Она решилась поднять глаза. Испуганная его недружелюбным взглядом, она тоже вспыхнула. Она почувствовала, что иначе смотреть он не может; ей стало больно невыносимо, почти физически. Не зная, как и почему — точно это были не ее, а чужие слова, — вся внутренно дрожа от волнения, она произнесла тихо и печально:
— Нет. Я очень благодарна… но нельзя…
Он вздрогнул от звука ее голоса, прозвеневшего погребальным звоном среди тяжелой тишины; хотел возразить, убедить, просить — и не мог.
Все, о чем думалось ему в длинные одинокие дни, в темные, тоскливые ночи заключения, — все, что он собирался сказать ей при свидании, мечты о будущей совместной жизни и мягкое любовное, всепрощающее отношение, и надежды вернуть прежнее счастье — все это куда-то исчезло, потонуло в душевной боли, в корне которой лежало злое, мстительное чувство, и он не мог его ни уничтожить, ни победить.
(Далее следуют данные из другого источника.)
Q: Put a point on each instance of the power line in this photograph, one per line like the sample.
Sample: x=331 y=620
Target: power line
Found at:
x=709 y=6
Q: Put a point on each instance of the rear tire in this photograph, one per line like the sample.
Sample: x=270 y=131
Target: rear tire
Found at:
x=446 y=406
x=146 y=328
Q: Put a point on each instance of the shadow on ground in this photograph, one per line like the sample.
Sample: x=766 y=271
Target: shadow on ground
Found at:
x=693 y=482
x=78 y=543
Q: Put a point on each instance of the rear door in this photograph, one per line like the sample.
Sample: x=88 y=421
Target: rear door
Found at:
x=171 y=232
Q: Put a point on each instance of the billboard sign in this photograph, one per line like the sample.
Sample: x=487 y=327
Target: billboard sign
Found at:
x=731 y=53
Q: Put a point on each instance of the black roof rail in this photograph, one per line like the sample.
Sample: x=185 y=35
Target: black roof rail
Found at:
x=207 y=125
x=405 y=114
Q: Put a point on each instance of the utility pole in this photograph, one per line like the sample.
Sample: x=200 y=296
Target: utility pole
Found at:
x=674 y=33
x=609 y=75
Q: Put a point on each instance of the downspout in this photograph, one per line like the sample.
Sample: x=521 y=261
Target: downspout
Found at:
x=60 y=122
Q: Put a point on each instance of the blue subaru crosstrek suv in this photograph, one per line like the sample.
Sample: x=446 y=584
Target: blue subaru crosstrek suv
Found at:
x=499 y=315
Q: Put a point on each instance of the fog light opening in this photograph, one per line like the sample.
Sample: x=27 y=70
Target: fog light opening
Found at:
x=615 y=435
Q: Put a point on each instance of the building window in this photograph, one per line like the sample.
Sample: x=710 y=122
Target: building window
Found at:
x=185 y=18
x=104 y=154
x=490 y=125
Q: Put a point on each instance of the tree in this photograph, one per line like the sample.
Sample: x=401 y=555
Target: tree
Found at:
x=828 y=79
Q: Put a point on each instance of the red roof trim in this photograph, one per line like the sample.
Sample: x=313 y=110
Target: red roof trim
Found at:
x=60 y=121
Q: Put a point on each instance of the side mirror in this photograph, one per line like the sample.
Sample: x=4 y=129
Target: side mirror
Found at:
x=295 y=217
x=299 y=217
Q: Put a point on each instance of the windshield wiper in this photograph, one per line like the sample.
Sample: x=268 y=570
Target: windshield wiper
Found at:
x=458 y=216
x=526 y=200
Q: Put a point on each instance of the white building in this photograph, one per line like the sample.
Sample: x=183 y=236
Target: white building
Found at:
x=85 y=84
Если бы он в силах был разобраться в себе в эту минуту, он понял бы, что в нем говорят: ревность оскорбленного мужчины к прошлому, — и потеря веры в будущем, и страшное, безотчетное сознание своей неправоты. Ему тяжело было присутствие Ненси, тяжело и неприятно. Он знал, что ей тоже больно невыносимо, он знал, что боль эта в нем и в — ней неиссякаемая, неизлечимая, вечная.
«Да что же это? Довольно!» — хотел он крикнуть; а ей хотелось плакать громко, громко, так, чтобы не слышать ничего, кроме собственного плача.
— Относительно ребенка, — едва проговорила она, глотая слезы… — Так относительно ребенка надо решить… Я… после…
— Как угодно: я не насилую, не тороплю…
И оба они сразу почувствовали холод смерти вокруг себя и в себе.
В груди у обоих вдруг образовалась какая-то мучительная пустота, и между ними все выше и выше росла, поднималась невидимая, но ясно ощутимая стена. Она хоронила прошедшее, заслоняла будущее, сокрушала настоящее.
Злое чувство еще больше охватило Юрия. Куда девалась безмерная нежность, что жила в нем до злополучного свидания? И вот она, эта женщина, здесь, перед ним, бледная, ожидающая. Он пытался улыбнуться, взглянуть ласково, и чувствовал, как нехорошая, недобрая улыбка кривит его губы, глаза против воли не могут остановиться на милом когда-то и теперь все еще милом лице, а смотрят в сторону сердито и угрюмо. Но почему? Он сам этого не знал, а побороть себя не мог. Пусть всякое ей счастье, радость, успех в жизни, но только дальше, дальше от нее!.. Ее глаза, лицо, волосы, голос, движения — все раздражало его.